A bit of research seems to support Feinstein's presentation of these talented women as being at least key creative collaborators, if not the actual authors of some of the works or roles in his plays.
Elizabeth Hauptmann
She is purported to have composed the majority of the text as well as provided a German translation of John Gay's "The Beggar's Opera" on which the musical play is based, as working material for Brecht and Kurt Weill. She also wrote at least half of the Mahagonny-Songspiel, although she is uncredited.
Helene Weigel
Weigel became the artistic director of the Berliner Ensemble after Brecht's death in 1956. She was most noted for creating several Brecht roles, including: Pelagea Vlassova, "The Mother" of Brecht's eponymous play in 1932; "Antigone" in Brecht's version of the Greek tragedy; the title role in his civil war play, "Señora Carrar's Rifles" as well as the iconic "Mother Courage."
Ruth Berlau
Became Brecht's lover in 1936, divorced her husband and threw herself into the collaboration with him acting as a secretary as well as writing, translating, photographing and directing. With Brecht she published the short story collection "Jedes Tier kann es." In 1940, she followed the Brecht clan to Sweden, Finland, the USSR and finally to the United States, where a rupture with Brecht took place in 1944. After the war, she followed the Brechts to Berlin but was blacklisted from the Berliner Ensemble by Weigel after Brecht's death in 1956. She died in the Charité hospital after setting her bed alight with a cigarette.

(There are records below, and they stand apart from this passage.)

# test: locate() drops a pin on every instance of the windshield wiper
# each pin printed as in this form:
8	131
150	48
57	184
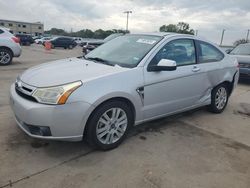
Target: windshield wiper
100	60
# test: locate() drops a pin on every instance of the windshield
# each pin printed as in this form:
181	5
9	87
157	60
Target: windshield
126	51
241	50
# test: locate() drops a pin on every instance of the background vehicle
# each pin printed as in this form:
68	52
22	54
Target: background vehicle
9	46
89	46
25	39
42	40
64	42
242	54
129	80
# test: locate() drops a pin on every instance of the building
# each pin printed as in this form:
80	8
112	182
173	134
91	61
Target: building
35	29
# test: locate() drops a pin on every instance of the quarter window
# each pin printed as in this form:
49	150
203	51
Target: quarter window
208	53
181	50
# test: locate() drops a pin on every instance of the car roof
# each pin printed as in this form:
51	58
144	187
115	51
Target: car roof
162	34
245	44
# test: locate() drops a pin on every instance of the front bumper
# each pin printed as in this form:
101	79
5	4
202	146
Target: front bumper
66	122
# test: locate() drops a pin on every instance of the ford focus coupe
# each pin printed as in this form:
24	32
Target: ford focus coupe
127	81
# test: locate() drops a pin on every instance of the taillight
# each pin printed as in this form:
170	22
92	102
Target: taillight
15	39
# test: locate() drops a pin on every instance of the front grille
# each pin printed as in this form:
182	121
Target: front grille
28	97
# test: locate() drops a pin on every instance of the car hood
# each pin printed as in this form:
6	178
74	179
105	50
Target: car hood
67	70
242	58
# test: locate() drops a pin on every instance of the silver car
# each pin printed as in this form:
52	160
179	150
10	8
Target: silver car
127	81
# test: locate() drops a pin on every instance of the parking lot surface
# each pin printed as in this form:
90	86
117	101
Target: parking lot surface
193	149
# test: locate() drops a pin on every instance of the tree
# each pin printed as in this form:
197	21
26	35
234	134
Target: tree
240	41
169	28
181	27
84	33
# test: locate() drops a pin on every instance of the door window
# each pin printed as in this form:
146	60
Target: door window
208	53
181	50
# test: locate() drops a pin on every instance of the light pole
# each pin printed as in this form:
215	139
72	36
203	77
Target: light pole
196	32
222	36
127	12
248	34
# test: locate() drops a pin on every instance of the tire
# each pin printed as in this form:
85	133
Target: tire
70	46
104	132
219	99
5	56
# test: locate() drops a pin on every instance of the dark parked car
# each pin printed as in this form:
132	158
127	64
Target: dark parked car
242	54
94	44
64	42
25	39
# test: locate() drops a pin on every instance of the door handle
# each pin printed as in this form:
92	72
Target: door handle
196	69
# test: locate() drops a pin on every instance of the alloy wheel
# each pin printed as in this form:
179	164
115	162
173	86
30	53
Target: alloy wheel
4	57
221	98
111	126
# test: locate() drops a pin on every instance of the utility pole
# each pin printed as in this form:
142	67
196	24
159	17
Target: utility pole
127	12
222	36
196	32
247	34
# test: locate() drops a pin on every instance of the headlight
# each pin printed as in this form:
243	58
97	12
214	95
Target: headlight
55	95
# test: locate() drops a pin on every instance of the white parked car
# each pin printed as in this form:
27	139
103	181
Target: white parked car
9	46
127	81
42	40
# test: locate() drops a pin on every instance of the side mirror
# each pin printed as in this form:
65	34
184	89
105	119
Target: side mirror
163	65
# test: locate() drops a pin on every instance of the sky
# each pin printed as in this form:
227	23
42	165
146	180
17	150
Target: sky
209	17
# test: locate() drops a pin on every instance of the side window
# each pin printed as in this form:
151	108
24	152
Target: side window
208	53
181	50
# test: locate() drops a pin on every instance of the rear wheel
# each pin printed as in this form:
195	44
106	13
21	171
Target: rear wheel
70	46
5	57
219	98
109	124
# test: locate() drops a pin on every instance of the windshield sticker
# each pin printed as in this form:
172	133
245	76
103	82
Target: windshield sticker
146	41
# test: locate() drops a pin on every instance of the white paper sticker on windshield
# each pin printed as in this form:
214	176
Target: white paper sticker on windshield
146	41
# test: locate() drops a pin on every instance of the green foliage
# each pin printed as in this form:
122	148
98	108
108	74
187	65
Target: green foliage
181	27
84	33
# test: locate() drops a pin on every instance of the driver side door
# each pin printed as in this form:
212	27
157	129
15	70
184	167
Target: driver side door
167	92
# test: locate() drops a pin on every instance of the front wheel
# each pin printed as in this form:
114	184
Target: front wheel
219	99
70	46
109	124
5	57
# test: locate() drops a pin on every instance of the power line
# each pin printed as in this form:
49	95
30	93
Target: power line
127	12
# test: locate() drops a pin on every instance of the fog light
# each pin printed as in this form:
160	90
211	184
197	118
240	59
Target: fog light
39	130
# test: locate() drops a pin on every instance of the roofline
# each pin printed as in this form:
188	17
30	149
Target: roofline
36	23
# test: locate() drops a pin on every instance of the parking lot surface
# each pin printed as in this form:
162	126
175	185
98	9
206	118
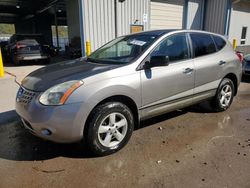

The novel itself moves rather clumsily from the collapse of the Weimar, through to the years of terror in Moscow, on to America at the time of the McCarthy trials and back to Berlin. In the last section Brecht is feted but shown to be increasingly disillusioned by the new worker's state in which he has become a hero.
For those who love Brecht's poetry (as I do) - and the fabulous songs they became under Kurt Weill - the book provides good background to "those dark times" which Team Brecht famously wrote about.